We have the cost function, and then we need to minimize this function, we use the gradient descent method, which is the two formulas:

........................................................................................................................................................................... (1)

However, we cannot directly bias the cost function for each parameter, because these parameters are interrelated and there is no way to find an explicit bias. We can only curve the salvation. How do we ask for a biased guide? We use the inverse propagation algorithm to obtain, specifically:

We are not the whole operation, but each sample and through the model to get squared, as small, that is, each time we process a sample cost function, using the inverse propagation algorithm to calculate and, once we find the partial derivative of each sample, we can push the export of the overall cost function Derivative of:

....................................................................................................................... (2)

Here's how we're going to ask for each and every sample.

Given a sample, we first perform a "forward conduction" operation to calculate all the activation values in the network, including the output values.

At this time we do not regard the individual as the input, but the all and superposition of each unit and as input, so we consider the biased guide.

The deviations obtained are called "residuals" for each unit, as follows:

(1) Residual of the last layer (output layer) unit:

We can find out all the activation values in the network through the forward propagation algorithm, this is also possible, for example, when the sigmoid function, so this residual error is found.

(2) The remainder of each layer we are seeking:

The residuals of the l= units are first asked:

Because equal, so the red box inside is a compound function derivation.

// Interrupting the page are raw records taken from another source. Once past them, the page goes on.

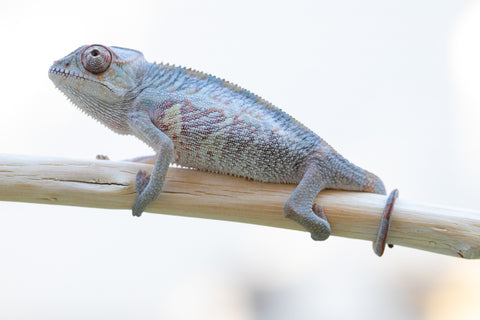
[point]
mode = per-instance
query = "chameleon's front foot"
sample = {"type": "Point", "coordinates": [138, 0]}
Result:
{"type": "Point", "coordinates": [313, 220]}
{"type": "Point", "coordinates": [143, 199]}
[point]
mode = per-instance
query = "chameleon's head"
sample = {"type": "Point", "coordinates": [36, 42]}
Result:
{"type": "Point", "coordinates": [100, 80]}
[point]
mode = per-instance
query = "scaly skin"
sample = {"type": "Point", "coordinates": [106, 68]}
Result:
{"type": "Point", "coordinates": [199, 121]}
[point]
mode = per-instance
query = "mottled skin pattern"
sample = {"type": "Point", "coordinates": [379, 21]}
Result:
{"type": "Point", "coordinates": [199, 121]}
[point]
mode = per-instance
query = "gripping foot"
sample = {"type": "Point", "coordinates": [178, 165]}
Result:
{"type": "Point", "coordinates": [381, 241]}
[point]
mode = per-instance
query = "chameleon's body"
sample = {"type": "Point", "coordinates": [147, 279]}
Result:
{"type": "Point", "coordinates": [199, 121]}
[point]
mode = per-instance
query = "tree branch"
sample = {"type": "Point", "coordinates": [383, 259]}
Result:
{"type": "Point", "coordinates": [111, 184]}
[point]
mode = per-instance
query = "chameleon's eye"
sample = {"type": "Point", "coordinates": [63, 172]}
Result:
{"type": "Point", "coordinates": [96, 59]}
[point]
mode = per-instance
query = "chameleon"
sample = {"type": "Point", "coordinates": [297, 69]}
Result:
{"type": "Point", "coordinates": [200, 121]}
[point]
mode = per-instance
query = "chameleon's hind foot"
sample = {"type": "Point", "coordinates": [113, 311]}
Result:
{"type": "Point", "coordinates": [381, 241]}
{"type": "Point", "coordinates": [141, 181]}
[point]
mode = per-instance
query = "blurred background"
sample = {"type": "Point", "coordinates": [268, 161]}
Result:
{"type": "Point", "coordinates": [393, 86]}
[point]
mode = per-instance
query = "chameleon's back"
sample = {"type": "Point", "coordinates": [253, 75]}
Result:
{"type": "Point", "coordinates": [217, 126]}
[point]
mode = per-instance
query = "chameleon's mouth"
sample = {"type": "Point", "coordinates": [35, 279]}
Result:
{"type": "Point", "coordinates": [65, 73]}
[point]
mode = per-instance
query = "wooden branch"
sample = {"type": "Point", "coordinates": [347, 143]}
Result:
{"type": "Point", "coordinates": [110, 184]}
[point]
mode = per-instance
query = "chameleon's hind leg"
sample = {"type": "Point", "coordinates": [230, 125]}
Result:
{"type": "Point", "coordinates": [299, 206]}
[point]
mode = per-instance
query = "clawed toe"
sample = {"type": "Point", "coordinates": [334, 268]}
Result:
{"type": "Point", "coordinates": [142, 181]}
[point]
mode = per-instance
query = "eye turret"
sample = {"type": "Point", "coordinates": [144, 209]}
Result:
{"type": "Point", "coordinates": [96, 59]}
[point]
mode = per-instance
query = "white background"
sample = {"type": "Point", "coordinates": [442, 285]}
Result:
{"type": "Point", "coordinates": [394, 86]}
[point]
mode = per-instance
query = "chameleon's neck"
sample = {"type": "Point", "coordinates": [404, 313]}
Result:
{"type": "Point", "coordinates": [164, 76]}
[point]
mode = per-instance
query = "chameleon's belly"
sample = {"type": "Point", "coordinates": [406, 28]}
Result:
{"type": "Point", "coordinates": [235, 141]}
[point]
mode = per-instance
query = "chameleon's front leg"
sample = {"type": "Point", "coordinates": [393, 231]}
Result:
{"type": "Point", "coordinates": [149, 188]}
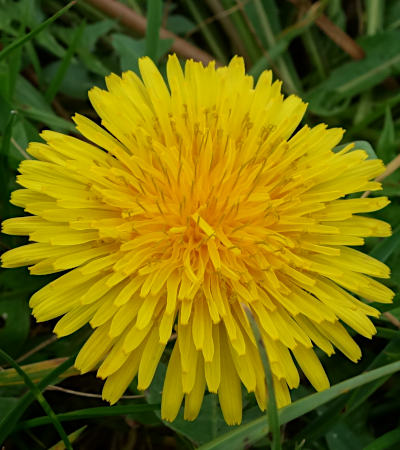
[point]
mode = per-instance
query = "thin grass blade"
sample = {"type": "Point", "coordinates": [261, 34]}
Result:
{"type": "Point", "coordinates": [21, 41]}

The third to the penultimate formula only k=i when the derivative exists, Wij is a factor, so this step is also very well understood.

The meaning of the representative in the final result is:

And then multiply it, that's it.

Then the residuals of each layer unit of l= are obtained:

Replace the relationship in the above with the relationship, you can get

At this time the residual of each unit is calculated, next calculate the partial derivative we need, the formula is as follows:

After each deviation of the cost function of each sample is calculated, we can find out the various biases of all the cost function according to the formula (2). Then, according to the formula (1), we find the parameter after the iteration of the gradient descent method, and then we iterate the iteration, and finally found the convergence value of the parameter. It should be emphasized here that the parameters are initially initialized randomly, not all of them. If all parameters use the same value as the initial value, then all hidden layer cells will eventually get the same function as the input value (that is, for all, the same value will be taken, then for any input will have:). The purpose of random initialization is to invalidate the symmetry . To solve a neural network, we need to initialize each parameter to a small, nearly 0 random value (for example, a random value generated using a normal distribution, which is set to)

Reference: http://deeplearning.stanford.edu/wiki/index.php/inverse conduction algorithm

The solution of parameters in neural network: Forward and backward propagation algorithms

Contact Us

The content source of this page is from Internet, which doesn't represent Alibaba Cloud's opinion; products and services mentioned on that page don't have any relationship with Alibaba Cloud. If the content of the page makes you feel confusing, please write us an email, we will handle the problem within 5 days after receiving your email.

If you find any instances of plagiarism from the community, please send an email to: info-contact@alibabacloud.com and provide relevant evidence. A staff member will contact you within 5 working days.

A Free Trial That Lets You Build Big!

Start building with 50+ products and up to 12 months usage for Elastic Compute Service

  • Sales Support

    1 on 1 presale consultation

  • After-Sales Support

    24/7 Technical Support 6 Free Tickets per Quarter Faster Response

  • Alibaba Cloud offers highly flexible support services tailored to meet your exact needs.